Le voci di Paola, di Carlo, di Viola, di Bem, di Luca sono alcune delle migliaia di voci, di facce, di corpi che hanno costruito la storia travagliata e meravigliosa del movimento e dell’identità LGBTI. Quarant’anni di vite, di battaglia, di amore che il Pavia Pride 2018 vuole celebrare. La nostra marcia di orgoglio e libertà vuole essere una riflessione, un dialogo tra le generazioni di persone LGBTI: le nostre storie e il nostro dolore, il nostro entusiasmo e la nostra lotta contro la violenza di chi ci vuole malati, sbagliate, pericolose o contagiosi. Esperienze diverse, a tratti e in apparenza distanti, ma tenute insieme dalla nostra voglia di essere quello che siamo, costi quel costi.

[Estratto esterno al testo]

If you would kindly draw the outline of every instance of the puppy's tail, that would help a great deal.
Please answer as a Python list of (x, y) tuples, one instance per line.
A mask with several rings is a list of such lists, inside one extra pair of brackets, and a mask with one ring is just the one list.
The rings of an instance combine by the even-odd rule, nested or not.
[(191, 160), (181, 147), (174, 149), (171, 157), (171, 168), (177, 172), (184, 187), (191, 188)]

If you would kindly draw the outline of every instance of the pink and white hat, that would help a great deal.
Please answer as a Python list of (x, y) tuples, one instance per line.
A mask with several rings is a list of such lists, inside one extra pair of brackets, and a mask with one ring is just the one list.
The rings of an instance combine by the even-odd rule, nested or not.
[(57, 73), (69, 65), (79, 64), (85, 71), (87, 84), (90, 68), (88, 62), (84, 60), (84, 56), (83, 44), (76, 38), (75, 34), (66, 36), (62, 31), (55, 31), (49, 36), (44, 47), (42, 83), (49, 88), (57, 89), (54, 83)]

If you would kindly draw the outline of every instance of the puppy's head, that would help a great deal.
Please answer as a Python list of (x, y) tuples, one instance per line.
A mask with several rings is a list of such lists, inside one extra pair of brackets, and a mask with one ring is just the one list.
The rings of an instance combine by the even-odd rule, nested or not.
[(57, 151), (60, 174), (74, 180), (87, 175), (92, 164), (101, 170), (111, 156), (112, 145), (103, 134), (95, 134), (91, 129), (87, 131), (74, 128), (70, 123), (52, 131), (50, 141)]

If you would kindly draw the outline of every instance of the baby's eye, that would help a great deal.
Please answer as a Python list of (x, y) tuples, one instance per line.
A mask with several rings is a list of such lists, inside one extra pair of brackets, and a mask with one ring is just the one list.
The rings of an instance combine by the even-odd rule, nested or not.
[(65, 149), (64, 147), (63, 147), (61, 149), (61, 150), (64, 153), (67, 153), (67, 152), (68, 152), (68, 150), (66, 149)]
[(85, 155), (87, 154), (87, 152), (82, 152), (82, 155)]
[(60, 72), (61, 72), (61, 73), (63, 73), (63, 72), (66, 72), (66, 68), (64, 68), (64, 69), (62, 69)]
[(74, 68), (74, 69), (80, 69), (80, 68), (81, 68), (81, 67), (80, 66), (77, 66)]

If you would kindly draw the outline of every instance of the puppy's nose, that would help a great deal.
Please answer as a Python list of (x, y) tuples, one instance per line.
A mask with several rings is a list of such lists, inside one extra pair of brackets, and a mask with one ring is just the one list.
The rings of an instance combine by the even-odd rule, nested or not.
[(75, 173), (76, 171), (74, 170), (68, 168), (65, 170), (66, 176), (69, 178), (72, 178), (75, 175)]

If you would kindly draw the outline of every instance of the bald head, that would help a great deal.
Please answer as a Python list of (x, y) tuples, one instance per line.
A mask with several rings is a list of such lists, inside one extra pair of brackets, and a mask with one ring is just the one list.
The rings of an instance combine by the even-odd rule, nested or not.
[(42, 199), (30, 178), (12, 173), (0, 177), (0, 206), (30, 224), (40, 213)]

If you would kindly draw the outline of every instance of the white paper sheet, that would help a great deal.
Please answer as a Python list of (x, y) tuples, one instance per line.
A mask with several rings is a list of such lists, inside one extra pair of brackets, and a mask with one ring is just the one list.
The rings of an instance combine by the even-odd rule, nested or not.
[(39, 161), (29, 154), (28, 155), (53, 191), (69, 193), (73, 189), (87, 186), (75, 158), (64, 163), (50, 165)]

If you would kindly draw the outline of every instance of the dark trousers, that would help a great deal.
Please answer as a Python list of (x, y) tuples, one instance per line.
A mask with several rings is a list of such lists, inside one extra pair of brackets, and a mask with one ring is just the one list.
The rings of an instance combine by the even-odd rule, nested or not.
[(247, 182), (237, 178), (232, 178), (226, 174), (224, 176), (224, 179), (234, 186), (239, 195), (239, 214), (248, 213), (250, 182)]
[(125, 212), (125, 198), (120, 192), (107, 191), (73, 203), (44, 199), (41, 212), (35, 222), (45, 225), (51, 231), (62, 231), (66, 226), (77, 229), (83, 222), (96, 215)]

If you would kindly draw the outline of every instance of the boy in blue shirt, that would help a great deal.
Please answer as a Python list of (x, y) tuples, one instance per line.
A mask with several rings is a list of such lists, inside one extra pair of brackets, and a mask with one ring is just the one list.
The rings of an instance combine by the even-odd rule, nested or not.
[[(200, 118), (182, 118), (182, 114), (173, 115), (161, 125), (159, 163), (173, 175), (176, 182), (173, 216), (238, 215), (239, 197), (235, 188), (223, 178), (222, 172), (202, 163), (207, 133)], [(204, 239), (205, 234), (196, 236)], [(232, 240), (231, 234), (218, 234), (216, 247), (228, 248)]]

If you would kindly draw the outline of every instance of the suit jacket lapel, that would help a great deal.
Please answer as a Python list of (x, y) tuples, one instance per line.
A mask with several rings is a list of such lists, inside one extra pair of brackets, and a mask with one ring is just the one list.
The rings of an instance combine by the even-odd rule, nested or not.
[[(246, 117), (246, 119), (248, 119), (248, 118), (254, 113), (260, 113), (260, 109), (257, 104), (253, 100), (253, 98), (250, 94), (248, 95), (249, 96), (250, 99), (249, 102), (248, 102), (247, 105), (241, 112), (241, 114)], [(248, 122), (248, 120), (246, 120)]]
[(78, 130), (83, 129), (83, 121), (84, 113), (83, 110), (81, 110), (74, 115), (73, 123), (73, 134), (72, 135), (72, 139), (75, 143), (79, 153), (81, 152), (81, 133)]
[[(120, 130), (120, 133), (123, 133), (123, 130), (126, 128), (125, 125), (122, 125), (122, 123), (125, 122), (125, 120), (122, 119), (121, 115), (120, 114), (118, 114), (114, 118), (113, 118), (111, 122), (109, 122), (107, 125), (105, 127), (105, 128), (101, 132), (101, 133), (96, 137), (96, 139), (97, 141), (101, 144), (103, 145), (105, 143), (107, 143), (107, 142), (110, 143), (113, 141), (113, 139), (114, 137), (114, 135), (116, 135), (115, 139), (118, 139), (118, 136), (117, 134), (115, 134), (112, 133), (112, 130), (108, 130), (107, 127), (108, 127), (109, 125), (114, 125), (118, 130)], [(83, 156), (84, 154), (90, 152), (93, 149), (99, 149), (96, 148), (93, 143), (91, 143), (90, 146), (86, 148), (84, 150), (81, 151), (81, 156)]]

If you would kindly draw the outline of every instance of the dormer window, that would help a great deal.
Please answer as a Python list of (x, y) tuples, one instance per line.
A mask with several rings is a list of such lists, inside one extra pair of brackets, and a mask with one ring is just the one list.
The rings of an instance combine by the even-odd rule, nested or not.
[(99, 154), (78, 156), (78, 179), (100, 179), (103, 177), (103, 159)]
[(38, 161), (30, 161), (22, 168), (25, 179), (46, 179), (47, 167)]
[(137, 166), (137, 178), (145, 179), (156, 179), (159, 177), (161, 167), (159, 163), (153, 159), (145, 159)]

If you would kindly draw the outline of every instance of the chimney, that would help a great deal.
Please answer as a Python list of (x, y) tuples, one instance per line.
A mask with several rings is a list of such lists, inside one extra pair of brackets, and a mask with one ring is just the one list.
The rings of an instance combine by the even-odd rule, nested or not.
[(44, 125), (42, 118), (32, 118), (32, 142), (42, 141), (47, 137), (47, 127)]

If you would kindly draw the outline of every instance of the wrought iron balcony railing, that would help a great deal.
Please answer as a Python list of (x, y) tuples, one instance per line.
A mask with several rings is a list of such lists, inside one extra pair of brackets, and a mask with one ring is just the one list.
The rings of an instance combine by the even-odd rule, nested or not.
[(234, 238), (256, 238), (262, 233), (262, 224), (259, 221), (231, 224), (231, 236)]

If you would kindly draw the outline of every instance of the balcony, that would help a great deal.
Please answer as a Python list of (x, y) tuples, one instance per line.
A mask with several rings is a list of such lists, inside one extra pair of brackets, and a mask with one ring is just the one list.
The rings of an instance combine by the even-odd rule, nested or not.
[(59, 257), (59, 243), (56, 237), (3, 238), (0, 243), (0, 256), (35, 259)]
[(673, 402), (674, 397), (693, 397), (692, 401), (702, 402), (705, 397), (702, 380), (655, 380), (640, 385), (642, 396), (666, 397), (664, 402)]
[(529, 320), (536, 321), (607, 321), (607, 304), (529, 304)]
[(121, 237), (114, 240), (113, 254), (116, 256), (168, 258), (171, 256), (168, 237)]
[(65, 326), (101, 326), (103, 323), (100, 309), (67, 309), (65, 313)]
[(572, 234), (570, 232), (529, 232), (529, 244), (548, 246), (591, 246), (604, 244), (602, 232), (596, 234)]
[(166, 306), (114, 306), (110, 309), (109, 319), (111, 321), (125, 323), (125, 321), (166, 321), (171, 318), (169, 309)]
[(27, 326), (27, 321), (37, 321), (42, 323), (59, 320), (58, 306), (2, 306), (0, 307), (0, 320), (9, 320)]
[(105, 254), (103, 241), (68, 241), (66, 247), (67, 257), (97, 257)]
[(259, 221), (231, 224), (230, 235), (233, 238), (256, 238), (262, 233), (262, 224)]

Il racconto e la riflessione sulle nostre generazioni d’amore è partito dalle ragazze e dai ragazzi più giovani, che si affacciamo oggi alla scoperta di sé e al desiderio di combattere per rivendicare la propria identità: giovani e giovanissimi, che hanno vissuto in prima persona le battaglie più recenti – dal matrimonio egualitario alla legge contro l’omotransfobia, alla battaglia di informazione nelle scuole, per combattere il bullismo omotransfobico, fino alla resistenza contro i seminatori d’odio del movimento no-gender – giovani lesbiche, gay, bisessuali, intersessuali, non binari, giovani che accolgono con coraggio la loro transessualità e cominciano il viaggio per arrivare a se stessi e a se stesse. E poi a ritroso negli anni, dalla lotta per la visibilità alla battaglia libertaria che sono ancora in corso e che hanno cercato e cercano di emancipare tutta la società dal maschilismo e dal sessismo, dal binarismo eteronormativo che ha negato la nostra stessa dignità e che sta alla base dell’odio omotransfobico. E ancora: gli anni atroci dell’AIDS, l’identificazione dell’omosessuale con l’untore, la nostra storia della colonna infame. E ancora a ritroso, fino alle trans bolognesi che, insieme alle prostitute, sono uscite dall’ombra colorando gli anni Ottanta di provocazione e fame di diritti, fino ai campeggi libertari, in cui i nostri corpi nudi si prendevano gioco di una società sessuofoba e bigotta, e ancora indietro, fino a quell’indimenticabile 5 aprile, a Sanremo, quando i pionieri, memori dei moti di Stonewall, ci hanno aperto la strada gridando al mondo: “Siamo qui, esistiamo, e da adesso in avanti bisognerà fare i conti anche con noi, la rivoluzione è cominciata!”.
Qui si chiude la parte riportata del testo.